OLYMPIA — Gov. Jay Inslee’s agenda for the 2020 legislative session includes a low-carbon fuel standard, which effectively taxes fossil fuels and subsidizes renewable fuels such as ethanol and biodiesel.
California adopted the policy in 2010, and it has increased the price of gasoline and diesel, according to the state’s nonpartisan Legislative Analyst’s Office. The standard would not apply to fuel burned by farm equipment, but Washington farm groups warn that growers’ transportation costs would still rise.
“You can’t download food over the internet,” Washington State Tree Fruit Association President Jon DeVaney said.
The Legislature will convene Jan. 13 for a 60-day session, a follow-up to the longer 2019 session. Lawmakers will adjust the two-year spending plans they passed last year, and consider new bills and holdover proposals.
The low-carbon fuel standard is a holdover. The House passed a bill last year, but the Senate did not. Inslee said lawmakers should approve it this year and get more ambitious about cutting carbon emissions.
“The fact is, despite our significant efforts we are well, well short of doing what is necessary to protect Washingtonians from the scourge of climate change,” Inslee said. “The clean-fuel standard is one of the most important tools in our tool box in defeating climate change.”

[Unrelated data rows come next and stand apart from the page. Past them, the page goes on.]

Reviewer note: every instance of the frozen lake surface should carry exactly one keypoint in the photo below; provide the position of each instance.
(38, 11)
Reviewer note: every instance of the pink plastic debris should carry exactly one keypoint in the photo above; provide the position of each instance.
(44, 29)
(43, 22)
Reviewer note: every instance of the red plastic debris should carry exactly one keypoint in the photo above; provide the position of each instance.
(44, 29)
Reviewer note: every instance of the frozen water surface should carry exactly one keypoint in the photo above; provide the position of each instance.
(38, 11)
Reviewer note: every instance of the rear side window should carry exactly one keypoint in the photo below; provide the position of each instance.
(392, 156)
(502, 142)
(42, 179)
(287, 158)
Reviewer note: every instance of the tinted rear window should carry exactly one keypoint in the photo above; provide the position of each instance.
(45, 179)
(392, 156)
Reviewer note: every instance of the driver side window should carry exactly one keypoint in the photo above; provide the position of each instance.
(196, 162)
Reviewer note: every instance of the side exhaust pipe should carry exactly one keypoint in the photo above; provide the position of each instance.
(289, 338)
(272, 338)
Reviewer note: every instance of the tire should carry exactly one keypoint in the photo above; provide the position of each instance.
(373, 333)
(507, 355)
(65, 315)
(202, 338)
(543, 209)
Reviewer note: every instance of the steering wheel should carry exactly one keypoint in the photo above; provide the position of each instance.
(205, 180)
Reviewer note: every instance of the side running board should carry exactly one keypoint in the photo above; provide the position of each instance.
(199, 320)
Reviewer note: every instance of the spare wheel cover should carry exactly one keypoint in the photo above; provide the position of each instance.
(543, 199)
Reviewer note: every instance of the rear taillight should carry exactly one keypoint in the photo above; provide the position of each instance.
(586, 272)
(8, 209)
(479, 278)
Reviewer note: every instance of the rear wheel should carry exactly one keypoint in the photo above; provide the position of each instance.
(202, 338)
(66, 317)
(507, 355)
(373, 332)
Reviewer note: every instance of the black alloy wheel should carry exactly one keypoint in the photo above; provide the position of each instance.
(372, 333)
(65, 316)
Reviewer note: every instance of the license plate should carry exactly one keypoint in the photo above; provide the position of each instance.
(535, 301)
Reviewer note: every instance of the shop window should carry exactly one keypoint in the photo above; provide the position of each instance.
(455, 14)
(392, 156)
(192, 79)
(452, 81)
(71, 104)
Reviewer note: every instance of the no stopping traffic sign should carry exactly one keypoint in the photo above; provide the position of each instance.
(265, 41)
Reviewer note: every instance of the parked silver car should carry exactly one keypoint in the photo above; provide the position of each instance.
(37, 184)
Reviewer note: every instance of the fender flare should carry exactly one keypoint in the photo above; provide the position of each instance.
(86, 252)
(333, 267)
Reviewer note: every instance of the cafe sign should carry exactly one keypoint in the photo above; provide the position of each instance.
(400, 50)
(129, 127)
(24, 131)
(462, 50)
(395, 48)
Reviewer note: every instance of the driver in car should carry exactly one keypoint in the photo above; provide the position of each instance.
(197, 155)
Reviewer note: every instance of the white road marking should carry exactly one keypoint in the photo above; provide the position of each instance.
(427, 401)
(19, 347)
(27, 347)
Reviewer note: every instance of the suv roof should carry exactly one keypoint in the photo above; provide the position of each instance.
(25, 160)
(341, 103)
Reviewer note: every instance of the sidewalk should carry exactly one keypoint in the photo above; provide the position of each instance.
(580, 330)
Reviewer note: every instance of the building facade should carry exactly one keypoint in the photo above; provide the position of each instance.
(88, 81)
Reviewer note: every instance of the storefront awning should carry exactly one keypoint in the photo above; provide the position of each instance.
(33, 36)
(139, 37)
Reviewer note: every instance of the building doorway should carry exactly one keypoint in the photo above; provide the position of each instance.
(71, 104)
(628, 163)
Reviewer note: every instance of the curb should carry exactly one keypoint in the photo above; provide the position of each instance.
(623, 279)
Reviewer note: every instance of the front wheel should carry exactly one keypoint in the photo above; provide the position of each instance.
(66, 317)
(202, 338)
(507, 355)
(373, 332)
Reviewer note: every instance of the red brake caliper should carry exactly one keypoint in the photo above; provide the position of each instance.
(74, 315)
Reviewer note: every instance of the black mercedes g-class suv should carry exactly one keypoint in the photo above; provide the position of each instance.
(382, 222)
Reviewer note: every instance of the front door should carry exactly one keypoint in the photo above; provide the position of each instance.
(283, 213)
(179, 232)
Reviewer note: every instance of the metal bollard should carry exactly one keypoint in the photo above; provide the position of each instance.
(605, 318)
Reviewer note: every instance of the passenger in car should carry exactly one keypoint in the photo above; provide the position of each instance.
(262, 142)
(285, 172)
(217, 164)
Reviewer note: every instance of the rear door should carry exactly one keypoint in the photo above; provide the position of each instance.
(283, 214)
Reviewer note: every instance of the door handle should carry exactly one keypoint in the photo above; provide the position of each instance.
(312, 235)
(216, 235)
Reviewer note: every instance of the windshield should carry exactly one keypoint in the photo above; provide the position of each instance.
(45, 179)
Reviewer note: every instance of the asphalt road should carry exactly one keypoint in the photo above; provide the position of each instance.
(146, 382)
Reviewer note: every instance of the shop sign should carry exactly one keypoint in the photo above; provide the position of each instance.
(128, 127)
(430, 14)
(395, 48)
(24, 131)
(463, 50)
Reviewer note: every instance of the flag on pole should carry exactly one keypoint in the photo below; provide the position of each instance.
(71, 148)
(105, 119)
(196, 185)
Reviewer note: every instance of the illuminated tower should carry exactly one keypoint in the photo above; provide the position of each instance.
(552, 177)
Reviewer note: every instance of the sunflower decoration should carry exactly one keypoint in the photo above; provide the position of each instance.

In addition to California, Oregon and British Columbia have adopted low-carbon fuel standards. Fuel suppliers are required to gradually cut the “carbon intensity” of their fuel. Regulators rate carbon intensity by the greenhouse gases emitted during the fuel’s production, storage, transportation and combustion.
California has the oldest program and provides the model for Oregon and Washington. California’s Air Resources Board estimated last year that the standard will cut greenhouse gas emissions by a total of 97 million metric tons between 2019 and 2030. California emitted 424.1 million metric tons in 2017.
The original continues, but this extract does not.